[PATCH v4 22/46] KVM: PPC: Book3S HV P9: Stop handling hcalls in real-mode in the P9 path
Fabiano Rosas
farosas at linux.ibm.com
Wed Mar 24 09:57:11 AEDT 2021
Nicholas Piggin <npiggin at gmail.com> writes:
> In the interest of minimising the amount of code that is run in
> "real-mode", don't handle hcalls in real mode in the P9 path.
>
> POWER8 and earlier are much more expensive to exit from HV real mode
> and switch to host mode, because on those processors HV interrupts get
> to the hypervisor with the MMU off, and the other threads in the core
> need to be pulled out of the guest, and SLBs all need to be saved,
> ERATs invalidated, and host SLB reloaded before the MMU is re-enabled
> in host mode. Hash guests also require a lot of hcalls to run. The
> XICS interrupt controller requires hcalls to run.
>
> By contrast, POWER9 has independent thread switching, and in radix mode
> the hypervisor is already in a host virtual memory mode when the HV
> interrupt is taken. Radix + xive guests don't need hcalls to handle
> interrupts or manage translations.
>
> So it's much less important to handle hcalls in real mode in P9.
>
> Signed-off-by: Nicholas Piggin <npiggin at gmail.com>
> ---
<snip>
> diff --git a/arch/powerpc/kvm/book3s_hv.c b/arch/powerpc/kvm/book3s_hv.c
> index fa7614c37e08..17739aaee3d8 100644
> --- a/arch/powerpc/kvm/book3s_hv.c
> +++ b/arch/powerpc/kvm/book3s_hv.c
> @@ -1142,12 +1142,13 @@ int kvmppc_pseries_do_hcall(struct kvm_vcpu *vcpu)
> }
>
> /*
> - * Handle H_CEDE in the nested virtualization case where we haven't
> - * called the real-mode hcall handlers in book3s_hv_rmhandlers.S.

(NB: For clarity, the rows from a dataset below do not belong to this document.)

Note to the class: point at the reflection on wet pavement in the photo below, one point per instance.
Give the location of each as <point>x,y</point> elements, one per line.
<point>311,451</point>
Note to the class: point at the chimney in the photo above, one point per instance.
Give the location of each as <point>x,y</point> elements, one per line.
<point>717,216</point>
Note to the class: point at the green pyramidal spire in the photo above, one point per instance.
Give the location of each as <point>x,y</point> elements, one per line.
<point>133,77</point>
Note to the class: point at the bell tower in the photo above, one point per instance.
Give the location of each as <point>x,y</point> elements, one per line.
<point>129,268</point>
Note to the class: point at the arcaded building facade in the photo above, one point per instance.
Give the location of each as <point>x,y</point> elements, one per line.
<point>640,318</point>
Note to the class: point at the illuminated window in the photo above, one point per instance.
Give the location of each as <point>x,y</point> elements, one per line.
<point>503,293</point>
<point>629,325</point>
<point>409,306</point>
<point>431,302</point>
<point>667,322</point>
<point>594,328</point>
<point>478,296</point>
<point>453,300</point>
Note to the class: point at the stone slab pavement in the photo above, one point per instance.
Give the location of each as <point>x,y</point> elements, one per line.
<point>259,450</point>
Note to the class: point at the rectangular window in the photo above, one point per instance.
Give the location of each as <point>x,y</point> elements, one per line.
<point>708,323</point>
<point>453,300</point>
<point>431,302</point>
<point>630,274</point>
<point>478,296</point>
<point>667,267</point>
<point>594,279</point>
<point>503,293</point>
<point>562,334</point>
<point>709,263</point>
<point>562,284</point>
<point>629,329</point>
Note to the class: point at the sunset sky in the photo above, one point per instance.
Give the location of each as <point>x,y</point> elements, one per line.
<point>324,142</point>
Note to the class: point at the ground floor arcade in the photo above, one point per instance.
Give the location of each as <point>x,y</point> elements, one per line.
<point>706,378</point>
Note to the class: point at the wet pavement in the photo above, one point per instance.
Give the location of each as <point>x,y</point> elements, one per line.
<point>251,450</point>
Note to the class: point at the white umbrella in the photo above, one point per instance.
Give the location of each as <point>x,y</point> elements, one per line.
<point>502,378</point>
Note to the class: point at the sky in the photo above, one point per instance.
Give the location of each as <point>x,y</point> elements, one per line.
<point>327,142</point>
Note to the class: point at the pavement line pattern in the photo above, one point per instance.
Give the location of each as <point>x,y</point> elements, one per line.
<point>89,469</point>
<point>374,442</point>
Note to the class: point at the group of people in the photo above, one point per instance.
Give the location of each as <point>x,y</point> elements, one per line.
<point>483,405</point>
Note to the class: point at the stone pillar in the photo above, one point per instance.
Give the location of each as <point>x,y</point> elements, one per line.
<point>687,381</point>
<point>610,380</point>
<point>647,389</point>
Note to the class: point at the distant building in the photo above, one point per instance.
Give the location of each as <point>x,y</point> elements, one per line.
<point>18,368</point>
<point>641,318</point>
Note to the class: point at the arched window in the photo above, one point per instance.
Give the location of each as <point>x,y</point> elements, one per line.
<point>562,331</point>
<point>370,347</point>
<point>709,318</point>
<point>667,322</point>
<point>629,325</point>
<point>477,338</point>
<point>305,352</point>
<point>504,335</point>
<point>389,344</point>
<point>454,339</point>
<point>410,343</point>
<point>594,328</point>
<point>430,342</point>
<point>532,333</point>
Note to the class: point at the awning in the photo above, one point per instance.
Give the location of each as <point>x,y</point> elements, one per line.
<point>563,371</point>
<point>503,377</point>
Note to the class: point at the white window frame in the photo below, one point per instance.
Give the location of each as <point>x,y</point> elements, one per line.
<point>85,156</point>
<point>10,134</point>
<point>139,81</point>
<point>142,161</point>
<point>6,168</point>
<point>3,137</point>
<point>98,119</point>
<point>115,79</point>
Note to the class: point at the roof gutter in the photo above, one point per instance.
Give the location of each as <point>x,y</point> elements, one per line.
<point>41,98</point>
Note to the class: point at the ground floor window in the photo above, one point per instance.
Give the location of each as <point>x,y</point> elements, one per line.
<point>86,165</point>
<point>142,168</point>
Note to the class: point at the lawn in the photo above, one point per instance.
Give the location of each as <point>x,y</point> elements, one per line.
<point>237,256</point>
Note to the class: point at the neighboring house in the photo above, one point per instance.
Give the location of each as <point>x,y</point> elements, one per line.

> + * Handle H_CEDE in the P9 path where we don't call the real-mode hcall
> + * handlers in book3s_hv_rmhandlers.S.
> + *
> * This has to be done early, not in kvmppc_pseries_do_hcall(), so
> * that the cede logic in kvmppc_run_single_vcpu() works properly.
> */
> -static void kvmppc_nested_cede(struct kvm_vcpu *vcpu)
> +static void kvmppc_cede(struct kvm_vcpu *vcpu)
> {
> vcpu->arch.shregs.msr |= MSR_EE;
> vcpu->arch.ceded = 1;
> @@ -1403,9 +1404,15 @@ static int kvmppc_handle_exit_hv(struct kvm_vcpu *vcpu,
> /* hcall - punt to userspace */
> int i;
>
> - /* hypercall with MSR_PR has already been handled in rmode,
> - * and never reaches here.
> - */
> + if (unlikely(vcpu->arch.shregs.msr & MSR_PR)) {
> + /*
> + * Guest userspace executed sc 1, reflect it back as a
> + * privileged program check interrupt.
> + */
> + kvmppc_core_queue_program(vcpu, SRR1_PROGPRIV);
> + r = RESUME_GUEST;
> + break;
> + }
This patch bypasses sc_1_fast_return so it breaks KVM-PR. L1 loops with
the following output:
[ 9.503929][ T3443] Couldn't emulate instruction 0x4e800020 (op 19 xop 16)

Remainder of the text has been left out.